V-Zug: ERP und smarter Ofen

Der Haushaltsgerätehersteller V-Zug ist seit Mitte vergangenen Jahres ein selbstständiges Unternehmen. Der Mutterkonzern Metall Zug hatte den Geschäftsbereich abgespalten und an die Börse gebracht. Zuvor war die IT von V-Zug mit einem ERP-Projekt stark beschäftigt. Einige Probleme bei der Einführung von SAP gipfelten im Sommer 2019 in einer Gewinnwarnung des Industriekonzerns. Gemäss dem Head IT, Jean-Claude Flury, arbeiten die Systeme mittlerweile einwandfrei. Nun hat Flury als neuer Schweiz-Vorstand der Deutschsprachigen SAP-Anwendergruppe mehr Zeit, sich für die Belange seiner CIO-Kollegen einzusetzen.
Metall Zug musste im vergangenen Jahr noch einen weiteren IT-bedingten Rückschlag hinnehmen. Der Geschäftsbereich Medical Devices sei im April 2020 zudem in den USA Opfer eines Cyberangriffs geworden, teilte das Unternehmen mit. Eine konzerninterne Zahlung sei auf ein falsches Konto überwiesen worden. Dabei sei ein Schaden in Höhe von 2,5 Millionen Franken entstanden. Die Untersuchungen zum Auffinden der Täterschaft seien allerdings wenig Erfolg versprechend gewesen.

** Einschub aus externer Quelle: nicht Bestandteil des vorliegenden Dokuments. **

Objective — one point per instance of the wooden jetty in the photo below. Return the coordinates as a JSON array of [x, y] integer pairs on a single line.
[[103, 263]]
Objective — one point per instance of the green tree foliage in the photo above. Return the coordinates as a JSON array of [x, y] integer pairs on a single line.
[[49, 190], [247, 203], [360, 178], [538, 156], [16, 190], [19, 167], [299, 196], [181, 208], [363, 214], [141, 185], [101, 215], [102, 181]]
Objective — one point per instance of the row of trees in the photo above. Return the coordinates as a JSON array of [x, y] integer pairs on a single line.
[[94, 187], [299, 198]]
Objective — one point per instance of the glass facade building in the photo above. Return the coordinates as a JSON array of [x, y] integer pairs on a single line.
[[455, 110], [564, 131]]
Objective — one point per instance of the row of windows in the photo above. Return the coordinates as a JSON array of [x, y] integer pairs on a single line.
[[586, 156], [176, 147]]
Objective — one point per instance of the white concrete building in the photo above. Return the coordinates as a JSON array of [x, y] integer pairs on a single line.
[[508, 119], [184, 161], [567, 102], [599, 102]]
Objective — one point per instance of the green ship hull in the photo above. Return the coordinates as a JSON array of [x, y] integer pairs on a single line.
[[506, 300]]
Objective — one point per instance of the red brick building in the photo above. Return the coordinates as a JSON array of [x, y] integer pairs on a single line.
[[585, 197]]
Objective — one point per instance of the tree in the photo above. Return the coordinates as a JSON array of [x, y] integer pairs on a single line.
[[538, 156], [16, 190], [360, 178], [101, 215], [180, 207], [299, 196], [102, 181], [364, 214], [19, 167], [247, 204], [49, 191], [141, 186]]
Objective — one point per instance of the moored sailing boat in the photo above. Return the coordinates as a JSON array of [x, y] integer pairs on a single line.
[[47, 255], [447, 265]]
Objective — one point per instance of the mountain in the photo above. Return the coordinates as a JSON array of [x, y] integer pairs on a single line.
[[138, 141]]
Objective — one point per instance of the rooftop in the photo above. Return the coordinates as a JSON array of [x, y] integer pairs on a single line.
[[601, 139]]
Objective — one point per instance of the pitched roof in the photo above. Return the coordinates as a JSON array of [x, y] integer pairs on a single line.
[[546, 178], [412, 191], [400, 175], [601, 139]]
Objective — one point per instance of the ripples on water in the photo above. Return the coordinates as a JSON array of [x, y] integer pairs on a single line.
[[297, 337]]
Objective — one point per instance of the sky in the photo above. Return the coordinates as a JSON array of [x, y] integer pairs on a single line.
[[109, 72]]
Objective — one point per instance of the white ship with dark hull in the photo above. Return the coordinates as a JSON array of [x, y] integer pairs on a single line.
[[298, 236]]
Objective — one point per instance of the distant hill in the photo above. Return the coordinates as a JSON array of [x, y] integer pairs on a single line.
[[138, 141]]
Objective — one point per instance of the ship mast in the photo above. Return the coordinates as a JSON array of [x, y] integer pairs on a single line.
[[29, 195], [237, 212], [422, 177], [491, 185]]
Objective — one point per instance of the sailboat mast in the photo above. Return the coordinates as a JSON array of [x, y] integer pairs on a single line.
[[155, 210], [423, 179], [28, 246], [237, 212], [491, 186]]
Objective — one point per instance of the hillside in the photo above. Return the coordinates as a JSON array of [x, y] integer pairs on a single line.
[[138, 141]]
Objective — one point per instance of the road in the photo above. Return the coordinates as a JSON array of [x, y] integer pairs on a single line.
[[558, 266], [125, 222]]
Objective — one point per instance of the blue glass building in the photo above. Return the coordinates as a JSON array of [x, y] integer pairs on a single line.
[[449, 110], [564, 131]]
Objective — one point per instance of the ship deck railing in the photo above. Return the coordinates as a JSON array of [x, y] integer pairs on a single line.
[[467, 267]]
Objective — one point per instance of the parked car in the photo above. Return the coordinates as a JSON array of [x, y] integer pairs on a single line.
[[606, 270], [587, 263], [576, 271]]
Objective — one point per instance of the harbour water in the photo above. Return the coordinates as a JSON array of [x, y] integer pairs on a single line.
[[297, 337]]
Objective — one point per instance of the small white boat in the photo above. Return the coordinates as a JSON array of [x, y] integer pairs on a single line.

Häufig genutzte Funktionen lassen sich bei V-Zugs «Excellence Line» als App-Favoriten speichern
Quelle: VZug
Der neue V-Zug-Konzern konnte auf Basis stabiler IT-Systeme die Digitalisierung forcieren. Ende 2020 lancierte das Unternehmen «V-Connect», eine Ferndiagnoselösung, die das Auslesen und Übermitteln von Gerätestatusmeldungen ermöglicht. So konnte die Notwendigkeit von Service-Einsätzen beim Kunden reduziert werden. Die erst im März neu vorgestellten Backöfen und Steamer der «Excellence Line» besitzen ein Touchdisplay, dessen Bedienung sich an der von Smartphones orientiert: Häufig genutzte Funktionen und individuelle Einstellungen lassen sich als Favoriten abspeichern. Sie werden zu Apps und können frei platziert sowie per Fingerzeig gestartet werden.